Ligne nouvelle Provence Côte d'Azur : communiqué des partenaires et rencontre avec les associations et collectifs ...

16 Janvier 2013, 07:06am

Publié par jeanyvespetit

Vous trouverez, ci-dessous, le communiqué de presse des partenaires du projet de « ligne nouvelle Provence Côte d’Azur »  après  à la tenue d’un  COPIL (comité de pilotage) le 9 janvier 2013.

 

Suite à ce comité de pilotage, je rencontrerais  les associations et collectifs pour faire le point sur le dossier de la ligne nouvelle, faire un compte rendu du COPIL  ainsi que de la suite des études en cours pour l’amélioration du réseau ferroviaire régional.

 

Trois dates sont prévues pour cela :

 

- A Marseille le mercredi 16 janvier à 14 h : hôtel de région, 27, place Jules Guesde, salle 300 A

- A Nice le mercredi 23 janvier à 14 h :antenne régionale au 33 rue Notre Dame

- A Toulon le mercredi 6 février à 14 h :antenne régionale du Var, Place de la Liberté.

 

« PROJET DE LIGNE NOUVELLE PROVENCE CÔTE D’AZUR : consensus entre tous les partenaires pour faire de ce projet un acte fort au profit de la mobilité régionale

Le comité de pilotage du projet de ligne nouvelle Provence Côte d’Azur s’est réuni mercredi 9 janvier 2013 à la préfecture de région Provence-Alpes-Côte d'Azur sous la présidence d’Hugues PARANT, préfet de région, en présence des représentants élus des différents co-financeurs. Le président de la Région Provence-Alpes Côte d'Azur, Michel VAUZELLE, ainsi que celui de la Métropole Nice Côte d’Azur, Christian ESTROSI, participaient à cette rencontre.

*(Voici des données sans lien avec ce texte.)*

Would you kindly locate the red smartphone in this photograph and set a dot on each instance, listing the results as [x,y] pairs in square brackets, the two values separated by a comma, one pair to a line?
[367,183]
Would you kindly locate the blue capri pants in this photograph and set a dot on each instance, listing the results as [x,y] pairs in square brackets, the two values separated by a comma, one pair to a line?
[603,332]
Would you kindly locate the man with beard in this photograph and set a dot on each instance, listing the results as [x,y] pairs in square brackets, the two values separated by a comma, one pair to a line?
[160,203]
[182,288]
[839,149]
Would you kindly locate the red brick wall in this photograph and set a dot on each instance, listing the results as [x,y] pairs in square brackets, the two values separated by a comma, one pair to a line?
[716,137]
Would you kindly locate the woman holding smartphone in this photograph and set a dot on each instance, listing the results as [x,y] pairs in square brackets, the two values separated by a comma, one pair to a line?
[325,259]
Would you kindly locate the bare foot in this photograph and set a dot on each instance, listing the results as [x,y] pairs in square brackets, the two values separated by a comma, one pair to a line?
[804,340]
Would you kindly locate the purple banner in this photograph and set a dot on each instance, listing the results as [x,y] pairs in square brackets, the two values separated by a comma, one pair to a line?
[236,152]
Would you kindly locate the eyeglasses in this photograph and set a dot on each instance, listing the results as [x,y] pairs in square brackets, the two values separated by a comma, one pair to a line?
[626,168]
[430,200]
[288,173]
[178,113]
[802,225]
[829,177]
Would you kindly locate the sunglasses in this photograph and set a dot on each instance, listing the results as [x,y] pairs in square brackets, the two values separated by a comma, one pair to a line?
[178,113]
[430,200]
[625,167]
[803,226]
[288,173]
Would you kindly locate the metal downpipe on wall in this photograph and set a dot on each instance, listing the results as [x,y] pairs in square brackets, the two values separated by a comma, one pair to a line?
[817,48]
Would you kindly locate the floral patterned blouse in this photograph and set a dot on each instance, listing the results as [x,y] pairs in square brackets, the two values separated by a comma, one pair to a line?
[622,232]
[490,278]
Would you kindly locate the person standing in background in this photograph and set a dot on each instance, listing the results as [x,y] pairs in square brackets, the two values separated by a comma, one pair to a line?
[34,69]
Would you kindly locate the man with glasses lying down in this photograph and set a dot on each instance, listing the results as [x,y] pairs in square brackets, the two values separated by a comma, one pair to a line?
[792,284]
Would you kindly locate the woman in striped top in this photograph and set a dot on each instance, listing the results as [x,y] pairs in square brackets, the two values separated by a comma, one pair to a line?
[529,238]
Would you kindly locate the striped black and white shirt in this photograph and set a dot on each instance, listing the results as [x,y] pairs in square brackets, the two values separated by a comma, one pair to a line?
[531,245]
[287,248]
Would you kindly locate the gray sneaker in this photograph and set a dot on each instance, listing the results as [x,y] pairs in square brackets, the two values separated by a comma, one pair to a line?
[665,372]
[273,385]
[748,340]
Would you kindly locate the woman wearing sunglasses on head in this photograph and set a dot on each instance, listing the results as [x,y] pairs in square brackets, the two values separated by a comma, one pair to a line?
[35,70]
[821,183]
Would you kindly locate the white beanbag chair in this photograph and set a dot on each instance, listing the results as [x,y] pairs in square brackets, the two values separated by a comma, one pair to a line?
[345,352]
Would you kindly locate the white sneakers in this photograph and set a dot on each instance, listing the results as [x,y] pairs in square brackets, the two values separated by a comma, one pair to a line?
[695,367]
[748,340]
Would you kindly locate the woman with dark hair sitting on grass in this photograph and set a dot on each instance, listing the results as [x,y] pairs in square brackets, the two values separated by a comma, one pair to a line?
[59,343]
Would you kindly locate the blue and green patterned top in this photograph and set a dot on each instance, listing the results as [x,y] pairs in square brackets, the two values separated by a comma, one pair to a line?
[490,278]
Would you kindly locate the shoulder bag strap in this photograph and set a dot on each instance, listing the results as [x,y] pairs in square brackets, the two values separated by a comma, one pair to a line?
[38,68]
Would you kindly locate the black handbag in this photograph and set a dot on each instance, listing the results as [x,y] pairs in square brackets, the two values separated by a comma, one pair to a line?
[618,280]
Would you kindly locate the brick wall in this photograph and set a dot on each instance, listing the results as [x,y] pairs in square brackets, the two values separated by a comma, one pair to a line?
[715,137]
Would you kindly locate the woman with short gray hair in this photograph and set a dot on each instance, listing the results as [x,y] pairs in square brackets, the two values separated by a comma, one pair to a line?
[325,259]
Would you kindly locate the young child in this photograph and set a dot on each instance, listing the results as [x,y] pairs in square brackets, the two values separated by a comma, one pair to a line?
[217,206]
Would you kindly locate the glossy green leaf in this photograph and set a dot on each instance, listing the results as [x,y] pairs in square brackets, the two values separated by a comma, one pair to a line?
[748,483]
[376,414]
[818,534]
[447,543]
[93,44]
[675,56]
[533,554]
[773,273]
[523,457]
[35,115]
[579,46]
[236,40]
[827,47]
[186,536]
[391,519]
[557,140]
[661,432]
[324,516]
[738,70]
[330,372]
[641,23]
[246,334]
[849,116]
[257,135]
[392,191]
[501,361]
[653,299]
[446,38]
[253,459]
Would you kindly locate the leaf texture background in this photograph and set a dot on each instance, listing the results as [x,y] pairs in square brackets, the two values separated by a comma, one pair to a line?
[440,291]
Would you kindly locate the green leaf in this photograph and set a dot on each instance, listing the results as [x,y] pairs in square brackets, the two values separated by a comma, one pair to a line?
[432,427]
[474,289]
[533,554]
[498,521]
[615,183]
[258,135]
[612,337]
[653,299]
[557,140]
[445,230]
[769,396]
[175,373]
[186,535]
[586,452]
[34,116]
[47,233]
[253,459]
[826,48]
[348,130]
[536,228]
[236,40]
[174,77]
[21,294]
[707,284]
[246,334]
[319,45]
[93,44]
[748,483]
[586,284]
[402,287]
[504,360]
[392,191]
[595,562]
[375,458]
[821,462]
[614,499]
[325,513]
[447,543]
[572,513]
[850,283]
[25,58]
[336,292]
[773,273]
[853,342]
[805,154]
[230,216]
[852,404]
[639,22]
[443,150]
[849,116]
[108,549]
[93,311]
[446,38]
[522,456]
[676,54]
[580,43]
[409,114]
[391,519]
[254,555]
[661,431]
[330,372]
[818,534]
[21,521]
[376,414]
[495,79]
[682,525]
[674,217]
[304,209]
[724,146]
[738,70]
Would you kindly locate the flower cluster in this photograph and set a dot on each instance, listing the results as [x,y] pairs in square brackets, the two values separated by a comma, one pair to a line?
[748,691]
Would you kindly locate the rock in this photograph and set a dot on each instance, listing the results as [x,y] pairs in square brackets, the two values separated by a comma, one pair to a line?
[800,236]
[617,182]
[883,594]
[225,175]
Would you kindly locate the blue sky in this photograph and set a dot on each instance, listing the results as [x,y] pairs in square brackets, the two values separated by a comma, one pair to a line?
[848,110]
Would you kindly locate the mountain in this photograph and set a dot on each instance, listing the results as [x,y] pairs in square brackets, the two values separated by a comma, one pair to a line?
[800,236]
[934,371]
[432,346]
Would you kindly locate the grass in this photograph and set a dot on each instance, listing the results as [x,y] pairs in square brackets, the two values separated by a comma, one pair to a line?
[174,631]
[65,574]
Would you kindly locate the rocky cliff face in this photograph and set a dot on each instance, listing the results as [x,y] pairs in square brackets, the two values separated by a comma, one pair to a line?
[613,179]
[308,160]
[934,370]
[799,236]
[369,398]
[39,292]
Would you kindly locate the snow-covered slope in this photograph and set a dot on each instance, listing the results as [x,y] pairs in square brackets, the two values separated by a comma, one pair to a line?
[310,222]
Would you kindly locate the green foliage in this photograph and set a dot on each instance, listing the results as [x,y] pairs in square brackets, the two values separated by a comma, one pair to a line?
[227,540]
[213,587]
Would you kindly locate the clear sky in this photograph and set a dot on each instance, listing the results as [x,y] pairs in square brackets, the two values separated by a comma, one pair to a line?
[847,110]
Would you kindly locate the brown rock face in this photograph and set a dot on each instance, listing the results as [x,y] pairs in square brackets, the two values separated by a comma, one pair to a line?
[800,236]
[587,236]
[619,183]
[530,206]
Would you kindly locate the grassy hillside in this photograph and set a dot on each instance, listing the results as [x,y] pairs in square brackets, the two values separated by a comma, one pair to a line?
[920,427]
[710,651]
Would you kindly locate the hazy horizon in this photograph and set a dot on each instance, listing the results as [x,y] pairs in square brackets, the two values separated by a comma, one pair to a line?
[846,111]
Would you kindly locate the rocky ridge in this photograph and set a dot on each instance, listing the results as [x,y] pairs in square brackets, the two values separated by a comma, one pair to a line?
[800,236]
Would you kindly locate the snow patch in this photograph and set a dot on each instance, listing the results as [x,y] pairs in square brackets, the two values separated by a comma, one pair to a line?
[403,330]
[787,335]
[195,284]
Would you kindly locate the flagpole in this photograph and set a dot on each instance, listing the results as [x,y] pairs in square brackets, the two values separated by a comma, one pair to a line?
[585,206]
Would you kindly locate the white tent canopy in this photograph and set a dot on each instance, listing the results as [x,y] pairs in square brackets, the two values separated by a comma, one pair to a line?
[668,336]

Le comité de pilotage a pris acte des avancées de l’année 2012, marquée par un important travail de remise en ordre du projet à partir de la prise en compte  des résultats de la concertation publique de 2011, et des enseignements issus des rencontres avec les élus et les associations, conduites depuis juillet 2012,sous l’égide des préfets des Bouches-du-Rhône, du Var et des Alpes Maritimes.

Les membres du comité ont également pris connaissance du sondage IFOP mené en septembre 2012 dans les trois départements concernés, qui indique que 82 % des habitants  de la Région soutiennent un projet de ligne nouvelle qui satisferait à leur besoin de mobilité quotidienne.

Les cofinanceurs ont unanimement réaffirmé leur volonté conjointe de réaliser un grand projet ferroviaire national pour être à la hauteur des enjeux de mobilité des trois métropoles littorales de la région Provence-Alpes-Côte d’Azur, et ont unanimement décidé d'une organisation permettant d'éclairer le travail de la Commission  "mobilité 21 " chargée par le gouvernement d'apprécier  les projets inscrits au SNIT.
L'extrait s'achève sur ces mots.